シスコシステムズが中堅・中小企業市場に急接近中だ。大企業向けの印象が強いシスコだが、昨年4月には米シスコが中堅・中小企業市場向けの大規模な投資計画を発表。それ以来、商材の開発やパートナー支援体制の拡大、教育カリキュラムの拡充などを急ピッチで進めてきた。

 日本では2005年9月21日に、従業員250人以下の企業を対象としたCisco Catalyst Express 500シリーズなどの製品群を発表。さらに、製品とサポート、リースを組み合わせた「シスコ ビジネス コミュニケーション ソリューション」を、中小企業向けと中堅企業向けにそれぞれ投入した。

 目を引くのは、シスコキャピタルによるオペレーティングリースとの組み合わせだ。資産計上せずに済む手段を提供することで、実質的な投資対効果を高める狙いがある。シスコは同じサービスをパートナー向けに提供してきた実績があり、「ほとんどのパートナーが、評価機の導入などに活用している」(吉野孝行取締役常務執行役員営業担当)という。

2次店支援部隊を大幅に強化

 100%間接販売の同社のビジネスで、中堅・中小企業向け販売を担うのは2次販売店だ。

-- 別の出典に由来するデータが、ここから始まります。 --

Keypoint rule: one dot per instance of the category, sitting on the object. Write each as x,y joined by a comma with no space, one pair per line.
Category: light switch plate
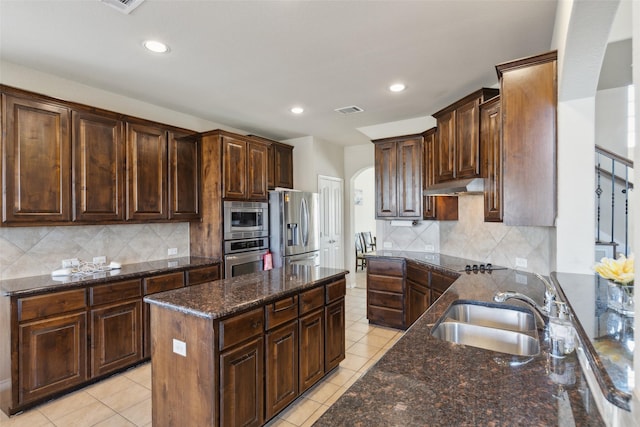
180,347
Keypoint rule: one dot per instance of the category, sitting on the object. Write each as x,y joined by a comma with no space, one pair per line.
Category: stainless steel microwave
244,220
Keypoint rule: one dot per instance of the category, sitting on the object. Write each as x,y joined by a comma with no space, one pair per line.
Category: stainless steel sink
491,315
502,340
496,327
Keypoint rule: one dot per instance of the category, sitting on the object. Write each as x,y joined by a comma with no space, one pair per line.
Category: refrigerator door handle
304,221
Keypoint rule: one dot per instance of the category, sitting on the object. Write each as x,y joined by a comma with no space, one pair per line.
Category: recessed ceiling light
397,87
156,46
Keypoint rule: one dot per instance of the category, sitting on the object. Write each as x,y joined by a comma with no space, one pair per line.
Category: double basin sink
496,327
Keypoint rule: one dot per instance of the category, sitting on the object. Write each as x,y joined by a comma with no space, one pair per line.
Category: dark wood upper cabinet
529,101
98,167
491,141
36,158
185,160
457,152
398,177
146,172
244,168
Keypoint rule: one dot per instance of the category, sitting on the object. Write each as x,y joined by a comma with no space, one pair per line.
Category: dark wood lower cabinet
116,336
242,385
282,368
334,349
52,354
311,349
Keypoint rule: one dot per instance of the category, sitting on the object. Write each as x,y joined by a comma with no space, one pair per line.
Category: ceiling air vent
349,110
124,6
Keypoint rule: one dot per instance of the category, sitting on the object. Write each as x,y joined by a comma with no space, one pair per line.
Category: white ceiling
245,63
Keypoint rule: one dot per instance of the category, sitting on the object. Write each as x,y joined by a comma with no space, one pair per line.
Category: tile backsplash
471,237
32,251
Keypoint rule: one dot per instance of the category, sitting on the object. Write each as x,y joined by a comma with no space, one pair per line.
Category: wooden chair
360,249
369,241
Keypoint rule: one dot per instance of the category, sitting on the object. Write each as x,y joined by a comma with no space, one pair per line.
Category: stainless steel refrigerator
293,227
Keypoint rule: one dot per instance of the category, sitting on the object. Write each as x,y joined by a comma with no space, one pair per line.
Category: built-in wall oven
246,237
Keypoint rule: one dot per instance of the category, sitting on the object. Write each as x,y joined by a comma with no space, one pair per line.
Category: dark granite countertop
422,380
221,298
609,336
46,283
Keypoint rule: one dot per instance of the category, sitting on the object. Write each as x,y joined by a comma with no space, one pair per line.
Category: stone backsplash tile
32,251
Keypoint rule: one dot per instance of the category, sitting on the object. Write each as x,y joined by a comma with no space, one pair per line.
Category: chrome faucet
550,295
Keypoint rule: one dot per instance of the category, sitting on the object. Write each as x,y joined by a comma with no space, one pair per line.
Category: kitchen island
423,380
237,351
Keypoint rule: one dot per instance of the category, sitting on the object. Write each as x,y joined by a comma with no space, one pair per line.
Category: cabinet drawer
440,281
241,327
385,267
384,283
281,311
46,305
166,282
335,290
386,317
203,274
113,292
311,299
385,299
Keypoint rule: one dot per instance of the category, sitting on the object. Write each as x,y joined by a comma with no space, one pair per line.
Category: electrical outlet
71,262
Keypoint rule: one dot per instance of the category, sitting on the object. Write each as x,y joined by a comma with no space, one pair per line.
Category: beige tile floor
124,400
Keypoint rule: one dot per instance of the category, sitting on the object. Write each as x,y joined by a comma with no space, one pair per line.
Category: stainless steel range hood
461,186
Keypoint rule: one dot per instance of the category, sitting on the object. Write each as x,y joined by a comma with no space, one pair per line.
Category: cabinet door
234,168
256,171
116,336
242,385
311,349
418,300
467,140
491,137
385,180
98,168
184,177
283,165
146,172
409,173
281,368
445,147
52,355
334,350
37,161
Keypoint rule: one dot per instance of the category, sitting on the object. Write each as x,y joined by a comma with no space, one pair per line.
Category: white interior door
331,222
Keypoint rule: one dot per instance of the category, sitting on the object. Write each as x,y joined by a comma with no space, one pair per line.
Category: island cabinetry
36,179
98,167
151,285
244,168
116,326
242,369
457,153
440,208
385,289
281,355
491,141
51,346
528,89
398,177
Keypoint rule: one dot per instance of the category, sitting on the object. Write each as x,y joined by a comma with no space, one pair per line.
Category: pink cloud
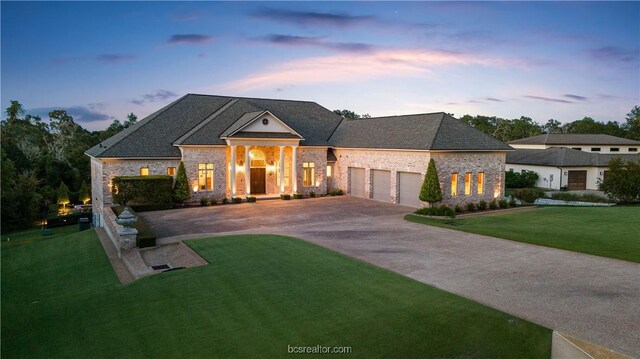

黒澤保樹社長が直轄する「コマーシャル営業本部」がその2次販売店の支援にあたる。

 同本部では、2005年春から大幅な増員を続けており、営業とSEを合わせると70人近い規模になるという。吉野取締役は「当社のパートナー営業が、各地の2次店の営業担当者などを直接支援するため」と増員の狙いを説明する。


図●シスコが中堅・中小市場攻略に向けて用意した支援体制
 コマーシャル営業本部は、週2回程度、中堅・中小企業の経営層をターゲットとしたセミナーを開催しており、そこで集まった見込み客を2次販売店に紹介し、営業を支援する([拡大表示])。

 シスコにとって中堅・中小企業は、開拓し切れていない唯一の市場だ。「中堅・中小企業における当社のシェアはおそらく25%程度」と吉野取締役は漏らす。そのため今後も2次販売店の拡充は続く。既に同社と販売契約を結んだ2次販売店は約110社。これ以外に、まだ契約していないが、シスコ製品の販売実績はあるというソリューションプロバイダが少なくとも700社近くある。今後、この中から正式な2次販売店が多数誕生する見込みだ。